Alongside significant dietary change, exercise is a game changer, for me at least. If for no reason other than I go ‘but I’ve worked too hard to ruin it by eating crap‘.
Read more about this here, here and here.
Whatever the exercise ratio was at age 23, I had found my niche, and I looked and felt amazing.
I had a great thing going! I was young, beautiful, joyous, the skinniest I’d ever been in my life, playing footy again, going for runs, and doing martial arts. I was fit. I was healthy. I was happy. I was home.
Until I broke my little toe bone.
And then a couple weeks later, my brother died.
Everything changed forever.
That’s next week’s story.
OMG Lauren. I LOVE your epistles, they always ring true… I just sprained my medial ligament in my knee warming up to go for a WALK FFS. I am allergic to exercise I have decided!
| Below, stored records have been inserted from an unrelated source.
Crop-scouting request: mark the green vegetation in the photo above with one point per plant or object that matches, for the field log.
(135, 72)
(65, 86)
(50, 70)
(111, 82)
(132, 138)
Keep up your blogs…they make my night Kx
I never realised how much you struggled with all this for so long. I am sorry. It is so sad that so many women have spent so many years in this battle. I always knew exercise didn’t make you thin. But as you say it definitely makes you feel better and be healthy and strong. I had such a different experience in my teens- anorexia – which had nothing to do with my weight but was about control, self hatred and punishment. I was just a thinnish kid but once I got my period I began not eating – all to do with being a sexual abuse survivor – weird aye. Mum never went on a diet – which in hindsight was probably unusual. I was 45 when I first went on a ‘diet’ – in the end I hated not eating what I wanted and I didn’t like being hungry – it reminded me of the anorexia and the death of a close friend from the disease. Looking forward to you next blog:) Though thinking I will need some tissues…So wish I could of meet your bro. Love and hugs xxxx
Rachel, thanks so much for sharing your story. It is such a tricky one isn’t it – you’d think dieting would work, you’d think exercising would work, and they just kind of don’t? Eating disorders, from my anecdotal experience, seem to be largely about control and perfectionism and much less about body image. So pleased you’re out the other side of that! It certainly is an ongoing battle though. I know exactly what you mean about going on a diet bringing back all the thoughts and feelings around disordered eating. Struggling with that a bit myself at the moment to be really honest.